Saint Lucia begrüßt uns mit frischen Farben und auf erhebliche Entfernung schon mit lautem Bum Bum. Da muss eine heftige Party im Gange sein. Wie wir schnell erfahren, findet auf der Insel eine einwöchige Jazz-Veranstaltung statt. Schwerpunkt der Aktivitäten sollen in der Rodney Bay sein.

Angekommen in der Rodney Bay. Der Anker sitzt im Grund, nicht weit von der Juno, ebenfalls einer Amel 54 mit Cindy und Bert an Bord. Wir genehmigen uns einen Ankerschluck …

… und genießen den Sonnenuntergang.

Anschließend gibt es französische Bratwürstchen.

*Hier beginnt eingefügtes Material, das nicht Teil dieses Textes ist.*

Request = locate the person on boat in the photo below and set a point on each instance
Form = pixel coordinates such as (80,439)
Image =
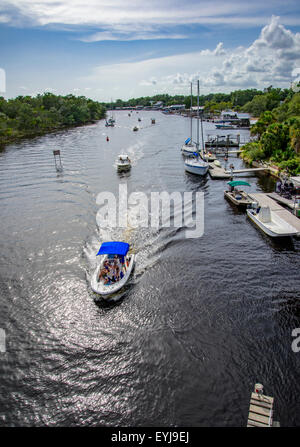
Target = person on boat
(102,274)
(278,187)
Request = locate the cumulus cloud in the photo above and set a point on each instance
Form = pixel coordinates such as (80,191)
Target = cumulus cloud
(265,62)
(109,14)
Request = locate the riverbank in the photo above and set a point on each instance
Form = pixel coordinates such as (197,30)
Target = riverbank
(10,139)
(28,117)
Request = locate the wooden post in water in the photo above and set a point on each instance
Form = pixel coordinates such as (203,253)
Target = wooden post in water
(57,161)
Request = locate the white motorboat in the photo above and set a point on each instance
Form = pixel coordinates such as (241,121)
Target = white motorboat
(123,163)
(237,196)
(114,269)
(196,166)
(188,148)
(270,223)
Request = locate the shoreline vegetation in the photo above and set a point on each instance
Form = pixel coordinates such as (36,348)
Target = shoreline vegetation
(277,138)
(29,117)
(276,132)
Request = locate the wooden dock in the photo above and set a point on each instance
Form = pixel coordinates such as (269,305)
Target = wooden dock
(283,200)
(241,171)
(260,411)
(217,172)
(264,200)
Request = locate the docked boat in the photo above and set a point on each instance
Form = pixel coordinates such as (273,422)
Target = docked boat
(123,163)
(270,223)
(188,148)
(225,125)
(114,269)
(196,163)
(237,196)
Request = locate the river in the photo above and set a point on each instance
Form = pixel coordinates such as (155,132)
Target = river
(202,320)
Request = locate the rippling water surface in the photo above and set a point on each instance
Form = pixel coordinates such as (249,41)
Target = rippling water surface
(201,321)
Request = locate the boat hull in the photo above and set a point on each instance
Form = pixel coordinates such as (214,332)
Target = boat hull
(124,167)
(106,291)
(274,228)
(196,168)
(243,202)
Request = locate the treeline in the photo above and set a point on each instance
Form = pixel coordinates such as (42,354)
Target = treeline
(252,101)
(278,136)
(29,116)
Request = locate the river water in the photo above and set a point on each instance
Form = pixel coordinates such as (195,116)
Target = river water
(202,320)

Das kleine Fort am Nordende der Bucht ist Teil eines Schutzgebiets und darf offiziell nur gegen Eintritt besucht werden. Derzeit ist es wegen des Jazz-Festivals geschlossen. Mit unseren Dinghis fahren Cindy und Bert und wir an die Halbinsel, auf der das Fort errichtet wurde, da es dort eine Kneipe geben soll. Die finden wir jedoch geschlossen vor. Dafür gibt es keinen Zaun und keine Verbotshinweise. Also wandern wir mal los. Unsere Boote sind an dem ersten Steg (Bildmitte links) festgemacht. Man kann es nur ahnen: an der Stirnseite des Stegs hat inzwischen ein Polizeiboot festgemacht. Später sind es zwei Polizeiboote sowie zwei Polizisten auf Jet-Skis. In den Pagoden, die als Backstage-Versorgung für die teilnehmenden Künstler dienen, herrscht schon reichlich Leben.
Blick von der Two-Gun Battery (Fort ist nach Inaugenscheinnahme der Wirklichkeit doch ein zu großes Wort) auf die Karibische See mit dem unvermeidlichen Sargasso-Kraut.

Angeregt durch Cindy und ihrem Mann, der ein begnadeter Berufsfotograf ist, geben wir uns auch ein bisschen Mühe. Anke beim eleganten Aufstieg auf die Geschützplattform, die Batterie.

Wer kennt nicht das Spiel aus Schülerzeiten: „Schiffe versenken“. Man muss zugeben, dass man ganz unwillkürlich daran denken muss, wenn man auf so einer Bastion über dem Meer steht. Man könnte ja mal Bumm machen… Obwohl, es ist natürlich mehr als klar, dass das seinerzeit bitterer Ernst war und es für keinen der Beteiligten Gewissheit gab, ob er das Ende des Tages noch erleben würde.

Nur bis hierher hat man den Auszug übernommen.